Commentary

Hard To Reach: Even When Video Goes Viral, It Doesn't Necessarily Catch On

Before you take your holiday break, here’s a statistic you might want to drown in a healthy serving of eggnog: The most shared ad of the year, Dove’s “Real Beauty Sketches,” was shared 4.24 million times and viewed 60 million times on Dove’s U.S. YouTube channel.

You think that’s beautiful? In a media world cutting itself into finer and finer customized – and not always commercialized – shards, that’s just plain ugly for an advertiser interested in building brand awareness. And, seriously, name an advertiser who isn’t interested in that.

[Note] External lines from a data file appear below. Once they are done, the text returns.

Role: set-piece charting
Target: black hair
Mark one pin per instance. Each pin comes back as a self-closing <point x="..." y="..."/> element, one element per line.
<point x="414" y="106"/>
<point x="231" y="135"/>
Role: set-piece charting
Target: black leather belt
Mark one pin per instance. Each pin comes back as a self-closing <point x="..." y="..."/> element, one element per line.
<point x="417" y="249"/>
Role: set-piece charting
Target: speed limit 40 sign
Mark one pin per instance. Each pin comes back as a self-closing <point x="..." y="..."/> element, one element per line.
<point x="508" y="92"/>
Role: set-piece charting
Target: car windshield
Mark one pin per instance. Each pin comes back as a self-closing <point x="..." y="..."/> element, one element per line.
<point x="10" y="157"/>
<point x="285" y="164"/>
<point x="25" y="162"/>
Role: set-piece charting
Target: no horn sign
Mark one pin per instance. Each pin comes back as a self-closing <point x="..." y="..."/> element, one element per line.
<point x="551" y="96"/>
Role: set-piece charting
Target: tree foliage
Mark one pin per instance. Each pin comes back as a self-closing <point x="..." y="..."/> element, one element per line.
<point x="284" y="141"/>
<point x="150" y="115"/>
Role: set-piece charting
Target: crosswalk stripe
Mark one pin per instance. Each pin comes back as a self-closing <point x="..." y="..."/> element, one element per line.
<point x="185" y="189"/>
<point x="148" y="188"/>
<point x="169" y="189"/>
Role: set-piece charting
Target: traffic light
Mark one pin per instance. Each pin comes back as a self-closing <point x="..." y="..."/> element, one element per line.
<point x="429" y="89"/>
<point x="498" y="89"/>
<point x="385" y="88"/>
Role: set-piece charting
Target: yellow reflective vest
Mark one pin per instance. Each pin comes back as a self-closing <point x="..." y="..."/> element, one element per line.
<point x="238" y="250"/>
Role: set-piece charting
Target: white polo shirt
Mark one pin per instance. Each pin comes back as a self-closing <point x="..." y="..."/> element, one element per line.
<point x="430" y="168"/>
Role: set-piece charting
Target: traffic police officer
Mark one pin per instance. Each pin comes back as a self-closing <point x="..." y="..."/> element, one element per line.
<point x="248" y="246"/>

At the end of the day, even viral hits aren’t all that spectacular. In fact, the second most-shared video of the year – Geico’s famed “Hump Day” commercial – was shared 4 million times, and viewed 19 million times. And that’s probably in large part due to repeated airings on TV, which fed its online virality. (Note: the sharing stats come from Unruly Media and the views stats come from YouTube.)

By the time you get to the 20th most shared video, a five-minute PSA for Code.org, featuring Bill Gates, Mark Zuckerberg, will.i.am and the Miami Heat’s Chris Bosh, the numbers drop like a stone. That video was shared about 754,000 times and viewed slightly over 11 million times. When you think about how many videos had viral aspirations this year, that’s a complete and utter downer. It’s slightly less than the non-DVRed audience on Thursday night this week for the CBS sitcom “The Millers.”

And, yes, the comparison to TV is apt. Because, well, TV -- who watches it anymore the way it was originally intended? Appointment viewing seems limited for many of us to live sports events, and YouTube is a veritable TV network for today’s kids, but what really took me by surprise in 2013 is how a confluence of technologies has completely upended viewing of video content, and done so cross-generationally. That’s the scariest part for those trying to get a message out to whatever is left of the mass market.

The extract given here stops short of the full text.